Seeders / A.J. Colucci
Thomas Dunne Books / July 2014
Reviewed by: Vince A. Liaguno
For readers, half the enjoyment derived from today’s horror is in the never-ending quest to find the next malevolent source of what’s going to do us in; for writers, it’s the challenge. In an admittedly jaded age when we’ve all been there and read that, the focus has imperceptivity shifted from pure originality in concept to creative reinvention. Supernatural threats in their myriad forms, serial killers with (literal) axes to grind, and flesh-feasting zombies have long been staples in the modern horror author’s arsenal – but readers quickly tire of uninspired rehashes. Even in the perennial recycle bin of ideas, readers want to find gems of imagination and ingenuity.
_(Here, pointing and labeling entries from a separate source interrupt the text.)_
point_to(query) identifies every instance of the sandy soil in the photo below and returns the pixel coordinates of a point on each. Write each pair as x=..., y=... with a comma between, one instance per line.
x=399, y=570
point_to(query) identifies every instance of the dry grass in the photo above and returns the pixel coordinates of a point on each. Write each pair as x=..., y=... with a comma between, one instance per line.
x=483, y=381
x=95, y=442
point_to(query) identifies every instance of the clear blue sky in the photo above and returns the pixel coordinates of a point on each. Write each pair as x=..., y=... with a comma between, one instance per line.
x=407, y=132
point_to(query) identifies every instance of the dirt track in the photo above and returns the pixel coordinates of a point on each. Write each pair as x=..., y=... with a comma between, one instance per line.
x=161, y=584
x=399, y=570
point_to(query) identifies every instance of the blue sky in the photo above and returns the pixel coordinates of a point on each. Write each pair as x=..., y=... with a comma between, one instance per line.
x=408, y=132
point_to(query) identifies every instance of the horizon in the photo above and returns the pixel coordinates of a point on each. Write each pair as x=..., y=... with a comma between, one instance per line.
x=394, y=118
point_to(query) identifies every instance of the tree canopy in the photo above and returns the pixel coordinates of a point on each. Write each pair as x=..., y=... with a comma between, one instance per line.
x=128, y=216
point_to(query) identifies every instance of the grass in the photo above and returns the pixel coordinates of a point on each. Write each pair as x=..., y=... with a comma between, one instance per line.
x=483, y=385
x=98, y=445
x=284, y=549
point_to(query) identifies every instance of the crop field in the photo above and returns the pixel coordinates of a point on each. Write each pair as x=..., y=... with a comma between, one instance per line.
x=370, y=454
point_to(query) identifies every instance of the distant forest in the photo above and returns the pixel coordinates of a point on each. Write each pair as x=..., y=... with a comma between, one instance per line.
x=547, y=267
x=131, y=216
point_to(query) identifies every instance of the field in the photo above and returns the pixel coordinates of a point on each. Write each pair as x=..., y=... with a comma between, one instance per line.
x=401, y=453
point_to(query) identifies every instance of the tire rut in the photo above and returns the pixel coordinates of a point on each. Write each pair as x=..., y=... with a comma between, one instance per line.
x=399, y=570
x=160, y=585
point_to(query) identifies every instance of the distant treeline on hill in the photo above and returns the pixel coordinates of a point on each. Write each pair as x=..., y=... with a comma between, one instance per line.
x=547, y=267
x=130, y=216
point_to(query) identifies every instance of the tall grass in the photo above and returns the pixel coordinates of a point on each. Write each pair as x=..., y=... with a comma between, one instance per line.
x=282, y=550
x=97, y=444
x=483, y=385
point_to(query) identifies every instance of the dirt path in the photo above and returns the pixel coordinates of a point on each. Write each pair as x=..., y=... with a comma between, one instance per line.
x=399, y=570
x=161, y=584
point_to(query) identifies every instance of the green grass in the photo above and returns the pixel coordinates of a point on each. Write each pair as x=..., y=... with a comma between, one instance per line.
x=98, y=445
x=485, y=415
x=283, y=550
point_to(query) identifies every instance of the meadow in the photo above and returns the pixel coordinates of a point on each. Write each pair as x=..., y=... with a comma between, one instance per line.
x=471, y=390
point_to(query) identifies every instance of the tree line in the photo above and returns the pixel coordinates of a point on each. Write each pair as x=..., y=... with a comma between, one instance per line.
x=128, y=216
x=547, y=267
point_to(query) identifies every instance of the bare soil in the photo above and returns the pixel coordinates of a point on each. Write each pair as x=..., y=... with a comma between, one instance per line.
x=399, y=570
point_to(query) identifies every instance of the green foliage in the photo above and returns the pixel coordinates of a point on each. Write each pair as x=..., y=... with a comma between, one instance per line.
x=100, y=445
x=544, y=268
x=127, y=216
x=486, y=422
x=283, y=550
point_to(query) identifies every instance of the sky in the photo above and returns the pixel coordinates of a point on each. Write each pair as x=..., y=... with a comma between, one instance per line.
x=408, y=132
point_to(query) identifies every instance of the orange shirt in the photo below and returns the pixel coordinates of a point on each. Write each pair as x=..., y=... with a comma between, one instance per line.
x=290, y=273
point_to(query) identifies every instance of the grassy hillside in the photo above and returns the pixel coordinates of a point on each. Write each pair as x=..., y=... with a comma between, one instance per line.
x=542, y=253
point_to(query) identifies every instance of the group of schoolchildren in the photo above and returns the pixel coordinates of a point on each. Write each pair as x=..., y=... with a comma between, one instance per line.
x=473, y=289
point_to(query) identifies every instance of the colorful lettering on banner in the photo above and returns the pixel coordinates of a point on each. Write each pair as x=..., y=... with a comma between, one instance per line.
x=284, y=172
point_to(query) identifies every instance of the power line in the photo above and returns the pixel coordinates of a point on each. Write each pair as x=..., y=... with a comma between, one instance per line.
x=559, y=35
A.J. Colucci doesn’t so much invent as she reinvents by dipping back into an older horror mainstay: the eco-horror subgenre. It’s territory she’s explored previously in her debut novel, The Colony, and one with a rich history in horror literature that includes The Rats by the late James Herbert (1974), Killer Crabs by Guy N. Smith (1978), The Portent by Marilyn Harris (1980), and – more recently – The Ruins by Scott Smith (2006) and Fragment by Warren Fahy (2009). In Seeders, the New Jersey native’s sophomore effort, Colucci calls to mind films like The Day of the Triffids and The Ruins with a thoroughly engrossing tale of botanical terror. Imagine M. Night Shyamalan’s atrociously misguided The Happening done right.
Upon the death of her botanist father, Isabelle Maguire travels to a remote Canadian island with her two young sons and a troubled teenage girl under her supervision for the reading of her late father’s will. Along for the ride to Sparrow Island are two other heirs to his estate: Dr. Jules Beecher, a plant neurobiologist and former protégé of the late scientist, and Ginny Shufflebottom, an elderly curmudgeon who was the deceased’s paramour and island companion for the last decade. When the reading of the will is dispensed with, it’s clear the three beneficiaries have separate agendas: One wants to re-create the late scientist’s botanical experiments, one wants to find a hidden diamond bequeathed to her amidst a riddle, and one wants to uncover the truth behind her father’s death. Two of these concurrent story arcs eventually thread their way to a satisfying conclusion; while the third feels tacked on to pad the body count.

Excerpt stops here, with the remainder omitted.